Code for generating insurance data, XYZ Insurance Company

Revision 3 - Final Code

In [7]:
from faker import Faker
import random
import pandas as pd
from datetime import datetime, timedelta

# Initialize Faker
fake = Faker()

# -----------------------------
# 1. CONFIGURATION & PARAMETERS
# -----------------------------
NUM_CUSTOMERS = 10000
POLICY_TYPES = ['Health', 'Motor', 'Life']
CLAIM_STATUSES = ['Approved', 'Rejected', 'Pending']
CHANNELS = ['Phone', 'Email', 'In-Person', 'Chatbot', 'Social Media']

# Define major counties and additional counties in Kenya
major_counties = ['Nairobi', 'Mombasa', 'Kisumu', 'Eldoret', 'Nakuru']
other_counties = [
    'Kiambu', 'Machakos', 'Kericho', 'Nyeri', 'Meru',
    'Bungoma', 'Kakamega', 'Kisii', 'Trans Nzoia', 'Isiolo',
    'Turkana', 'Narok', 'Uasin Gishu', 'Vihiga', 'Murang\'a'
]

def choose_county():
    """Return a county in Kenya, with a 70% chance for a major county and 30% for a random one."""
    if random.random() < 0.7:
        return random.choice(major_counties)
    else:
        return random.choice(other_counties)
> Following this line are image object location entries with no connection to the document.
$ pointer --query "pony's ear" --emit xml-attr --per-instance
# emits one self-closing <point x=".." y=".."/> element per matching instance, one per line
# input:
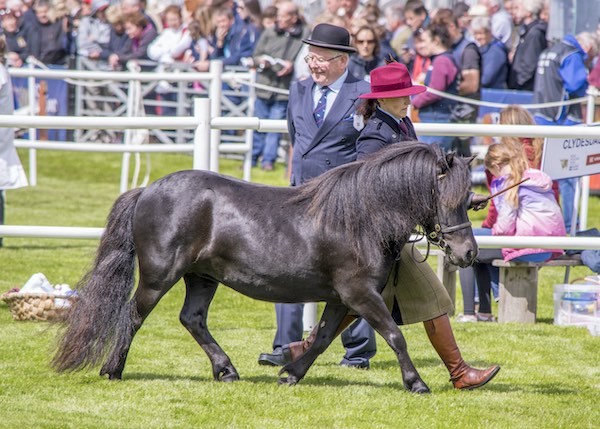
<point x="470" y="159"/>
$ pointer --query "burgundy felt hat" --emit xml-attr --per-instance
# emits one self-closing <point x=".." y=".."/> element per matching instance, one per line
<point x="391" y="81"/>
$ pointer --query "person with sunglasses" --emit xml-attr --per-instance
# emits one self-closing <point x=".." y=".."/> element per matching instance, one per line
<point x="323" y="129"/>
<point x="368" y="55"/>
<point x="414" y="293"/>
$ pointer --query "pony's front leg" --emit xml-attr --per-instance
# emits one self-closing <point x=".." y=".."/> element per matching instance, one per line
<point x="371" y="307"/>
<point x="332" y="317"/>
<point x="199" y="294"/>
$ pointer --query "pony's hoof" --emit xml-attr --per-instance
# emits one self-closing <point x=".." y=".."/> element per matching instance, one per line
<point x="112" y="375"/>
<point x="290" y="380"/>
<point x="227" y="376"/>
<point x="419" y="387"/>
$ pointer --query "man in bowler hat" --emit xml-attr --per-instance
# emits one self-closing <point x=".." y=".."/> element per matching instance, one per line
<point x="323" y="130"/>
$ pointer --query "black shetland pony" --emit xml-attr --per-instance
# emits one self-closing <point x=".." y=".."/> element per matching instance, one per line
<point x="334" y="239"/>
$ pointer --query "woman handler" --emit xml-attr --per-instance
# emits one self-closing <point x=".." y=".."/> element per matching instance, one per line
<point x="420" y="297"/>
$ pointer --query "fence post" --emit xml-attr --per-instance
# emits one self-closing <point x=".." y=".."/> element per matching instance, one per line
<point x="32" y="131"/>
<point x="132" y="98"/>
<point x="309" y="316"/>
<point x="585" y="180"/>
<point x="202" y="135"/>
<point x="215" y="94"/>
<point x="249" y="134"/>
# Reason dictionaries for more detailed communication logs
REASONS_DICT = {
    'Complaint': [
        "Billing error in latest statement",
        "Unsatisfactory claim process",
        "Long wait time on phone support",
        "Incorrect personal details on file",
        "Policy cancellation issue"
    ],
    'Feedback': [
        "Appreciation for quick claim settlement",
        "Request for better mobile app experience",
        "Suggestion for new policy feature",
        "Overall positive feedback on service",
        "Concern about premium increase"
    ],
    'Call Log': [
        "General inquiry about policy coverage",
        "Follow-up call on a pending claim",
        "Inquiry about adding a family member to the policy",
        "Question regarding renewal process",
        "Verification of updated contact details"
    ]
}

# Simple sentiment mapping for demonstration
SENTIMENT_OPTIONS = {
    'Complaint': ['Negative', 'Negative', 'Neutral'],
    'Feedback': ['Positive', 'Neutral', 'Negative'],
    'Call Log': ['Neutral', 'Neutral', 'Positive', 'Negative']
}

# Possible outcomes for any communication
OUTCOME_OPTIONS = ['Resolved', 'Escalated', 'Pending Info', 'Acknowledged']
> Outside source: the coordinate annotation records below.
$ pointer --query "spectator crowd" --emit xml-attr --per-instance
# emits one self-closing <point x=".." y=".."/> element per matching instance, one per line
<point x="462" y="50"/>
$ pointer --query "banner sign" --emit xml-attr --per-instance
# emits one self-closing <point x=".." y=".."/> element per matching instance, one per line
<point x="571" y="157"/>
# -----------------------------
# 2. HELPER FUNCTIONS
# -----------------------------
def generate_message_and_sentiment():
    """
    Return a random reason category, message text, and sentiment.
    E.g., "Complaint", "Billing error in latest statement", "Negative"
    """
    reason_category = random.choice(list(REASONS_DICT.keys()))
    message_text = random.choice(REASONS_DICT[reason_category])
    sentiment = random.choice(SENTIMENT_OPTIONS[reason_category])
    return reason_category, message_text, sentiment

# -----------------------------
# 3. GENERATE CUSTOMERS
# -----------------------------
customer_data = []
for i in range(NUM_CUSTOMERS):
    customer_id = i + 1
    first_name = fake.first_name()
    last_name = fake.last_name()
    age = random.randint(18, 80)
    gender = random.choice(['M', 'F'])
    region = choose_county()  # Use the Kenyan county generator
    vip_status = random.choice([True, False])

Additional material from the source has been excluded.